A lineage of mothers in struggle

The global history of dictatorships and infamous regimes has given birth to many experiences of organized mothers, guardians of memory and examples of universal courage. From the iconic Mothers of the Plaza de Mayo in Argentina, to the Saturday Mothers of Kurdistan, passing through the COMADRES in El Salvador. Stories of heroines created by the horror and pain of their missing daughters and sons.

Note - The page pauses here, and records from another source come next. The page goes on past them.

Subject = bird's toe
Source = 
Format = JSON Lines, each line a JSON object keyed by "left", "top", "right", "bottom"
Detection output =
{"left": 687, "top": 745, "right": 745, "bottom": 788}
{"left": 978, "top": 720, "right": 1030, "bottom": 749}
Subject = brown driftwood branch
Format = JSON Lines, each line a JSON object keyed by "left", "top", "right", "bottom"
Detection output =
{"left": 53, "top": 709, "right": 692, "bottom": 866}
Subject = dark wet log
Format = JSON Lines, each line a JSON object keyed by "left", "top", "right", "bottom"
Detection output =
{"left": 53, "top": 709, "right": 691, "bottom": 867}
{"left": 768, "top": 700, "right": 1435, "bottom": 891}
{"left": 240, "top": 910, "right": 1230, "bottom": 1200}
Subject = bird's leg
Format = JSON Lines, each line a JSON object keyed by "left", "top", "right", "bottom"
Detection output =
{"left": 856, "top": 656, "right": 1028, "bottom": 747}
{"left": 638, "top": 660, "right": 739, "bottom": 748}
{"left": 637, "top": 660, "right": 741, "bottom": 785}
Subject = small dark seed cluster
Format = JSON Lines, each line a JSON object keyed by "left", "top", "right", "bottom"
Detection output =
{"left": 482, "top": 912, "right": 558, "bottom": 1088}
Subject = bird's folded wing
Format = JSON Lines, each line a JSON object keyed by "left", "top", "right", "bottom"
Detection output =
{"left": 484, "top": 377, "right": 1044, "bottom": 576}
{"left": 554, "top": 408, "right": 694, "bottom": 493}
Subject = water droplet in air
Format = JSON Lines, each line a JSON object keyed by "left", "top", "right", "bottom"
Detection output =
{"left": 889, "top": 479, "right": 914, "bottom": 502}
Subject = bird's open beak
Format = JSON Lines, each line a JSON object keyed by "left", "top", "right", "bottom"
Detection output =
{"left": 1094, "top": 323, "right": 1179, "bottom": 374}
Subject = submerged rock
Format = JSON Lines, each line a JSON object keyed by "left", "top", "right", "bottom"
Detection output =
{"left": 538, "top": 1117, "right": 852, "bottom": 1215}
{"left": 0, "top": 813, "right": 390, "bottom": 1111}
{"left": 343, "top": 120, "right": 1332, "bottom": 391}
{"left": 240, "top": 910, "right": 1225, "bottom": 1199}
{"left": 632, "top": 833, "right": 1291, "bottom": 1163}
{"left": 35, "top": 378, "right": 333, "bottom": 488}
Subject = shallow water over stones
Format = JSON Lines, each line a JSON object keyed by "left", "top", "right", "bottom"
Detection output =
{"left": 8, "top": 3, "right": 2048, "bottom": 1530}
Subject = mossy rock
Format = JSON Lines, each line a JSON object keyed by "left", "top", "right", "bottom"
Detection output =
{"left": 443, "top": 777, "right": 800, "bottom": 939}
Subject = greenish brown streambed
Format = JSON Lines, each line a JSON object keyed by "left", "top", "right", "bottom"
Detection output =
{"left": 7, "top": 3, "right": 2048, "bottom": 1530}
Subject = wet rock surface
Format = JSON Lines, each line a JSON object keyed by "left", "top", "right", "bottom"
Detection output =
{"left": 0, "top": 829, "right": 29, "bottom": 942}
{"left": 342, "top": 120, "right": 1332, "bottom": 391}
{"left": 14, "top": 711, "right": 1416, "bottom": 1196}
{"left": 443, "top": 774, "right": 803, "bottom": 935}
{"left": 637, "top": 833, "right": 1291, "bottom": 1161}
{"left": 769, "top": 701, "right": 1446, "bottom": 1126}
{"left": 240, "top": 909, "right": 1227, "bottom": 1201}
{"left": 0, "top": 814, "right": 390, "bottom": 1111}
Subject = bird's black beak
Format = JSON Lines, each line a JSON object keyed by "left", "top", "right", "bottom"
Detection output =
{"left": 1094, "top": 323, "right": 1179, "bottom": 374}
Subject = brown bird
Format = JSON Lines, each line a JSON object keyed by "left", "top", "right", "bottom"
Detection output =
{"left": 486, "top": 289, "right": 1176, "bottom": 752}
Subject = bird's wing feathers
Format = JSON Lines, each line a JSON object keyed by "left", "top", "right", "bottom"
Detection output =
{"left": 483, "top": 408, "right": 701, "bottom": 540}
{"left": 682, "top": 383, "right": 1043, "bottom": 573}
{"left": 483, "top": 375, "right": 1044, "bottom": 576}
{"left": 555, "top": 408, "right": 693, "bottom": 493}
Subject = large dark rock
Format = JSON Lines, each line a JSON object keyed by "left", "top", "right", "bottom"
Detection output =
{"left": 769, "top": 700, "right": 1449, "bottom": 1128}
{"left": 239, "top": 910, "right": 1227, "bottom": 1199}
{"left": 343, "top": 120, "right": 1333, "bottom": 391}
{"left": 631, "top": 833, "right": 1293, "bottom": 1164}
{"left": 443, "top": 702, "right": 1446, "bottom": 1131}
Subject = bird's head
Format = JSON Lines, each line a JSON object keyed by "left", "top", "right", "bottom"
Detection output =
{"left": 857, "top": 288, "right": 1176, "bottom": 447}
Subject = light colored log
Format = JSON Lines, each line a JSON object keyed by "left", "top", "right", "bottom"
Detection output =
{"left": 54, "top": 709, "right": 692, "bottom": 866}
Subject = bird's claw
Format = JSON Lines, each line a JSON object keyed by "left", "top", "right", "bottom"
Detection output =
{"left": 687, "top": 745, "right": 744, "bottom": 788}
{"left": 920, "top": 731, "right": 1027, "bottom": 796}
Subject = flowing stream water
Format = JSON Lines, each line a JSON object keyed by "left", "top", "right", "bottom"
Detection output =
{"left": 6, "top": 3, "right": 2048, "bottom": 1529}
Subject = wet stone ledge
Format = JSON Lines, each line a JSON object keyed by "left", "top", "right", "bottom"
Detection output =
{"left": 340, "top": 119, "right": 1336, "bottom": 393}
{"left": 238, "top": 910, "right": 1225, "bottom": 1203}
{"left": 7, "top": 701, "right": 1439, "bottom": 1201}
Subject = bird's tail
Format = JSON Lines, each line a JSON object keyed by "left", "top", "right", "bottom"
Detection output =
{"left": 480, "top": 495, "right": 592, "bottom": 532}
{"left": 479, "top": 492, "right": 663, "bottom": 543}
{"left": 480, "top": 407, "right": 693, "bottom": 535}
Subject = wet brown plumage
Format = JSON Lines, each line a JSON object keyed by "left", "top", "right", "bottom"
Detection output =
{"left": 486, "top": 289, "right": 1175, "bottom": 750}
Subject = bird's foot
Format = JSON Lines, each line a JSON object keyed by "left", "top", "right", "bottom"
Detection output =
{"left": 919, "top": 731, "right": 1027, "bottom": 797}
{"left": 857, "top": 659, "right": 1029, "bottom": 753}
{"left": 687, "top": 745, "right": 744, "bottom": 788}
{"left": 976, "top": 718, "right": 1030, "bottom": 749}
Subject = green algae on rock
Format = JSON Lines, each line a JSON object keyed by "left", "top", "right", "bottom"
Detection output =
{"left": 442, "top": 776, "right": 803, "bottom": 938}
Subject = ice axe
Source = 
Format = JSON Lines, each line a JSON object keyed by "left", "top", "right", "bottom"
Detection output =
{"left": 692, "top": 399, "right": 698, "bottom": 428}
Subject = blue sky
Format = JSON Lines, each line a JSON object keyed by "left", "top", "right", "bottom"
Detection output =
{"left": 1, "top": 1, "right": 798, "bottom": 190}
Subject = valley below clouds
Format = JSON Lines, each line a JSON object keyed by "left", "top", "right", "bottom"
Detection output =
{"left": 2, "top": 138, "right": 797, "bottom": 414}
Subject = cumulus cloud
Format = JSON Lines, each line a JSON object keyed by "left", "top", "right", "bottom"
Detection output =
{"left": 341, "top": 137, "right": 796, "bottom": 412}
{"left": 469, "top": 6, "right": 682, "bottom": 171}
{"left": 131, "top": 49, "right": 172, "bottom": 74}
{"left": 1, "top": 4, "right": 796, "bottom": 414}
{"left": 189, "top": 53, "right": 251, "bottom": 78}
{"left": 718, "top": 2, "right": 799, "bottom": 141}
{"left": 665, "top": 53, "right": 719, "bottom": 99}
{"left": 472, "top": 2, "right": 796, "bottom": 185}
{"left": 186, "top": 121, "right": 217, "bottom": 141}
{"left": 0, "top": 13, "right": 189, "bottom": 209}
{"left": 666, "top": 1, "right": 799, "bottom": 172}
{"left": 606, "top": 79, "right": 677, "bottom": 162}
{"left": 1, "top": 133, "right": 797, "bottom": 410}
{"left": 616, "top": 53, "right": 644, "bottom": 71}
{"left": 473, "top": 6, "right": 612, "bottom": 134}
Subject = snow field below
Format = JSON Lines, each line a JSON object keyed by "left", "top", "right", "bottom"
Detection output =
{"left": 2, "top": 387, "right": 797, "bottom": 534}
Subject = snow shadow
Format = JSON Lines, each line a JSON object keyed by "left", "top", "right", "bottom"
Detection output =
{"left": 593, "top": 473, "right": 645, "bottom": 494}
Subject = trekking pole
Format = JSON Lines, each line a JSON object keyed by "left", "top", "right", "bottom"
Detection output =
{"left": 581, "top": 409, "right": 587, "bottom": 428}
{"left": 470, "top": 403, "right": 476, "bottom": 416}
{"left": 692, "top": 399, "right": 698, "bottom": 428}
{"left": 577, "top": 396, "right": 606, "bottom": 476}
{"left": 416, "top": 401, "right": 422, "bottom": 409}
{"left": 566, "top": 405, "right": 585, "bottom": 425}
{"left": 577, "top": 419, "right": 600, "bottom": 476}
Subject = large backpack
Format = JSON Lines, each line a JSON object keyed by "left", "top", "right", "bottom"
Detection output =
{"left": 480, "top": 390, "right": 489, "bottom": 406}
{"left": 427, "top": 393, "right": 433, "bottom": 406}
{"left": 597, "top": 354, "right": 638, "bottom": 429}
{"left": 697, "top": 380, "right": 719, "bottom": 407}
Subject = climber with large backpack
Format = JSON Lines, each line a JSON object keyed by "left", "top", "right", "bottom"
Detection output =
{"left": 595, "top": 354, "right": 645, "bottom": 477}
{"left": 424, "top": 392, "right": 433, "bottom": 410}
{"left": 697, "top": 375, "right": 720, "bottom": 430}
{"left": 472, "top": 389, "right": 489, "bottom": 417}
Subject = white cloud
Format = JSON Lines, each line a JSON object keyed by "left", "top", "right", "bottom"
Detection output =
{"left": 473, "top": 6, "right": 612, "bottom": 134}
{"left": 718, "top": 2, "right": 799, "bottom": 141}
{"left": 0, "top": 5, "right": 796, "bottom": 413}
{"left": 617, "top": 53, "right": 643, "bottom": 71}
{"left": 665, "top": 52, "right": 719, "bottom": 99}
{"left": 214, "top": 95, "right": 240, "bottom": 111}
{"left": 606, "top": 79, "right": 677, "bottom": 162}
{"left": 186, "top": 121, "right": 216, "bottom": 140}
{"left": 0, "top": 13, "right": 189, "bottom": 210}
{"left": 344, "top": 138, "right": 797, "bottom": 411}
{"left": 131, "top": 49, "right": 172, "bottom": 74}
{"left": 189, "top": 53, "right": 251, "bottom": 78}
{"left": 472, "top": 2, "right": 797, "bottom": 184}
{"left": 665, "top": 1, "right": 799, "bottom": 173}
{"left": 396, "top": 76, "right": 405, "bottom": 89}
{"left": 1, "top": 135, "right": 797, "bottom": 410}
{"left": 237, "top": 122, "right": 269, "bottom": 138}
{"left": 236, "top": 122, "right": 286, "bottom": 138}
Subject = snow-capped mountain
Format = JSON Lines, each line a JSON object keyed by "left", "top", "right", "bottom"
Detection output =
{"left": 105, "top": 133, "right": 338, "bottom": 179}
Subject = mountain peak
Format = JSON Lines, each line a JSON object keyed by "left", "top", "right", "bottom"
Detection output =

In Colombia, state and parastatal terrorism occurred (occurs) without the need for a military government. The Attorney General’s Office registers 84,330 adults and 9,964 missing children, more than the sum of all dictatorships in the Southern Cone. That is why the Mothers of Candelaria were formed in 1999. And a few years later the Mothers of Soacha and the Mothers of the False Positives, those young people murdered by the Army and presented as guerrillas killed in combat during the Álvaro Uribe government.

“We take as an example the pain of all the mothers of Colombia and the world who went out to fight because their children were taken from them. And here we say: we do not give birth to children for war. We went out to march because we did not bring sons and daughters into the world for the State to assassinate us,” explains Johanna. In doing so, they unintentionally weave a historic bridge of women who break into public space so that the world is a little more human.